How to Include a WordPress Plugin in a Non-WordPress Project?

Short answer: You can’t.

The long answer is complicated and should be avoided if possible. That said, there are always workarounds…

Rewrite the plugin

The most viable (and rightful) option is often rewriting the core logic of the plugin. It’s the most time consuming one, but it doesn’t depend on the WordPress Core.

Plugins tend to rely on a huge pile of WordPress Core code and its APIs so it’s usually a hassle.

Load the WordPress Core

It’s possible to set up a clean WordPress install in a subfolder and include wp-load.php on top of your plugin. It won’t work for every plugin and it will effectively load the entire WordPress Core. But simple plugins may work this way.

That said, it’s just loading the WordPress Core altogether. But you can limit it to a single endpoint or a callback – instead of loading WordPress for each and every HTTP request.

Port Certain APIs

You will almost inevitably hit some limits and a number of dependencies along the way. But some APIs are lightweight and somewhat decoupled – such as the HTTP API, the XML-RPC specification, the RSS feeds.

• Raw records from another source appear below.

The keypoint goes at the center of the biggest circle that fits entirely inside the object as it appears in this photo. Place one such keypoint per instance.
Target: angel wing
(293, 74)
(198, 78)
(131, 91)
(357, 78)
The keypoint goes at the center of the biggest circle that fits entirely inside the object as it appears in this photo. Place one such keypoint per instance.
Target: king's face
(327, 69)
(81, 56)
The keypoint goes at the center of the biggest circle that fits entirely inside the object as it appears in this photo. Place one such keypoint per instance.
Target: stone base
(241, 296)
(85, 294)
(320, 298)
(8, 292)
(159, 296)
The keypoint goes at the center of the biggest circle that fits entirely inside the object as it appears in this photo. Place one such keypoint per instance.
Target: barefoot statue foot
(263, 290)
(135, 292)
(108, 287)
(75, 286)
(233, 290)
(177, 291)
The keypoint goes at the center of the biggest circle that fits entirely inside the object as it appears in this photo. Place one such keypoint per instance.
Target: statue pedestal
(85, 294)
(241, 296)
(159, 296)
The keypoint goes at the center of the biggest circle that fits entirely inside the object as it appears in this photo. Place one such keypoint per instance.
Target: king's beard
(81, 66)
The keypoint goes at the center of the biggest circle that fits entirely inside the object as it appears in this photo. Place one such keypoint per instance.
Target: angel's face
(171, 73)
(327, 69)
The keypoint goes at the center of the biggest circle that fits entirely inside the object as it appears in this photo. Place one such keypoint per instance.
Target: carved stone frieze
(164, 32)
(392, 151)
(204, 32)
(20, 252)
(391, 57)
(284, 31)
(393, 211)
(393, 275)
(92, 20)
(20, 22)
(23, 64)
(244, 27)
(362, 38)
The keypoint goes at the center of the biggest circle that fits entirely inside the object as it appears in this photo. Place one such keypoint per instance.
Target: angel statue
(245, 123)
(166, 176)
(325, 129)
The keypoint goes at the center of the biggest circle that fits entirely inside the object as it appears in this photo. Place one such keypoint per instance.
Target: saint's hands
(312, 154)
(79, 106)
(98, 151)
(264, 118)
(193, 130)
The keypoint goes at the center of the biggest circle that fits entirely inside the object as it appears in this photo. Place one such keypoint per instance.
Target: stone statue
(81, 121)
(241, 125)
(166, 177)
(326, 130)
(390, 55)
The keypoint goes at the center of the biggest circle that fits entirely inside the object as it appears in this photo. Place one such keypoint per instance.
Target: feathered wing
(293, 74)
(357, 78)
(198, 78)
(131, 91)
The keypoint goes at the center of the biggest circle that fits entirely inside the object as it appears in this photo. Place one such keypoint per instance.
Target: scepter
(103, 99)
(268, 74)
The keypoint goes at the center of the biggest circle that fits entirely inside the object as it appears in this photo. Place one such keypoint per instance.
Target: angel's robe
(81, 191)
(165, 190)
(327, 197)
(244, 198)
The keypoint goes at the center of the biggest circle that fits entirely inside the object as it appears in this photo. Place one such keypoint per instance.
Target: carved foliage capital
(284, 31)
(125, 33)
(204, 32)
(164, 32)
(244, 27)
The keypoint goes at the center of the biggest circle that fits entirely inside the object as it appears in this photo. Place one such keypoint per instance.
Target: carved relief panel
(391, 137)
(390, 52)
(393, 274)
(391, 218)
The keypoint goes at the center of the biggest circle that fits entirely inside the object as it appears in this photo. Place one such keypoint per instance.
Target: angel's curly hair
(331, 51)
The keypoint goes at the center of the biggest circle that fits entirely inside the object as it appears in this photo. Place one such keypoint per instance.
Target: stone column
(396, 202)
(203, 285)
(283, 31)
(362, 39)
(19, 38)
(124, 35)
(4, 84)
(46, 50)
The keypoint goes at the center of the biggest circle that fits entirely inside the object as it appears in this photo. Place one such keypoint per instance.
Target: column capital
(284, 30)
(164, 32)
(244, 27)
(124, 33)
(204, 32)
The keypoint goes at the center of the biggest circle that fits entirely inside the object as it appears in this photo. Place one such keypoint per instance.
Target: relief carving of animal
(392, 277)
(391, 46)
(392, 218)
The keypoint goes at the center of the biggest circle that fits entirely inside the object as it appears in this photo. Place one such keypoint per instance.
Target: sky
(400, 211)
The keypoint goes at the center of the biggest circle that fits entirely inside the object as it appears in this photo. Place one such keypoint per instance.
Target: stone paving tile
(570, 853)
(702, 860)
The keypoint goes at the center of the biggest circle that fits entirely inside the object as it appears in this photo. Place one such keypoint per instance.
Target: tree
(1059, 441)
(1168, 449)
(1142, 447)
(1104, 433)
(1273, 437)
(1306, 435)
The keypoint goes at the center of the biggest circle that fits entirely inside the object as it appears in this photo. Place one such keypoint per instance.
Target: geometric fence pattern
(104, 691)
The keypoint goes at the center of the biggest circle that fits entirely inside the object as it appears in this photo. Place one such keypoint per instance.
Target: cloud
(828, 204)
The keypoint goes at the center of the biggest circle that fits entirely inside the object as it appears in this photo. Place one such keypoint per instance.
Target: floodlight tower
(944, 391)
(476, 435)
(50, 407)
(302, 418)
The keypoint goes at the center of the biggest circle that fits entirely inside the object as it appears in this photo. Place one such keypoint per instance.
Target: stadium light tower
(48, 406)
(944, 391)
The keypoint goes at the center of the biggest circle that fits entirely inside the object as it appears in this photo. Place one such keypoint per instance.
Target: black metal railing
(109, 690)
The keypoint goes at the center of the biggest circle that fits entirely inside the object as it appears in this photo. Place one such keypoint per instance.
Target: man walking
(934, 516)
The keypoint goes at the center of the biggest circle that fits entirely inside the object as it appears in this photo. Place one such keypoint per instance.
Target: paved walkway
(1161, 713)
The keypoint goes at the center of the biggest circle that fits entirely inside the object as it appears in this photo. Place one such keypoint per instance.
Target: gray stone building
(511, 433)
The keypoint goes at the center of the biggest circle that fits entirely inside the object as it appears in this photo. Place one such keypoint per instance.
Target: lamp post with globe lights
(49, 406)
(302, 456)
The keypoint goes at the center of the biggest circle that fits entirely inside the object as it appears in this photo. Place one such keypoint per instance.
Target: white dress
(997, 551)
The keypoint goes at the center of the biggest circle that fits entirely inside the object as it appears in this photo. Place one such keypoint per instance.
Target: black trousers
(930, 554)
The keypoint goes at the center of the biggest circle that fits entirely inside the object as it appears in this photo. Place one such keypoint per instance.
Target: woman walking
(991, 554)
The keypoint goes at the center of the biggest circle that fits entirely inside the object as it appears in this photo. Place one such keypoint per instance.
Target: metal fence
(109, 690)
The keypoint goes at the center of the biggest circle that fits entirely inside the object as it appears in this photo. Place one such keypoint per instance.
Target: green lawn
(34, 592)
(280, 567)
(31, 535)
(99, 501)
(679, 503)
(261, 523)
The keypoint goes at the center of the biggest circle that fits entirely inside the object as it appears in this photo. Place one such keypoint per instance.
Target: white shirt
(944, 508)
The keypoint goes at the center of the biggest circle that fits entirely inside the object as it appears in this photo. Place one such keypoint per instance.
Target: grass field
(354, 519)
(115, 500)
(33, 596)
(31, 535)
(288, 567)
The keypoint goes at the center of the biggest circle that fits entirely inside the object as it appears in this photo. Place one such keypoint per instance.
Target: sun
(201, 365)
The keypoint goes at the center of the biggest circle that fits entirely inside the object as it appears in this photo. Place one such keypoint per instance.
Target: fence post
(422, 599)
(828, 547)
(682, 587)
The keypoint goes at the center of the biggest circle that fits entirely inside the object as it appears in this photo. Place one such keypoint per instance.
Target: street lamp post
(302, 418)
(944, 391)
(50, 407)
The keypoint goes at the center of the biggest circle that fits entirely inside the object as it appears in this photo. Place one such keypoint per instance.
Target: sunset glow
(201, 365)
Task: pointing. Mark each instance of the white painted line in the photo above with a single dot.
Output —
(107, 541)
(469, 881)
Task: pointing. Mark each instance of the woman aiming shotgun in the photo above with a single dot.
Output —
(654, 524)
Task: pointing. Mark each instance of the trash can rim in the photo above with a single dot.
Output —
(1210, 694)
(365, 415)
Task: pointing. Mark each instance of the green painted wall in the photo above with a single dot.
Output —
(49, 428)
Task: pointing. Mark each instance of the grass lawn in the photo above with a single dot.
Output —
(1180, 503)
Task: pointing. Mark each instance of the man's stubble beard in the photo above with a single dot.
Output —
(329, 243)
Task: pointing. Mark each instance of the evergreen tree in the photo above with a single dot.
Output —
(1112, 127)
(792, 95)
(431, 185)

Running cachegrind or another debugger may help you browse the entire stack that a plugin requests. For instance, you can set up a basic front-end page with a lightweight header/footer and inject your plugin function there, finding out what gets loaded and triggered along the way.

WordPress REST API

WordPress has designed and incorporated a REST API some three years ago. You can set up a WordPress install elsewhere, blacklist most requests and open a certain endpoint loading your plugin code. IP whitelisting for your server would avoid some DDoS attacks, too.

Iframes

For plugins loading some code on the front-end, adding an iframe to your website embedding a generated screen off of WordPress may work. It will impact your SEO but it’s an option.

A custom extension/add-on

You can set up WordPress, your plugin, and a custom extension extracting whatever you need and passing it through REST/SOAP in a way that your site can parse and render.

You can generate the HTML output, a JSON data array, or new endpoints for adding and fetching data as needed.

Again, it’s far from ideal, but you want to support a tiny extension relying on 300,000+ lines of code.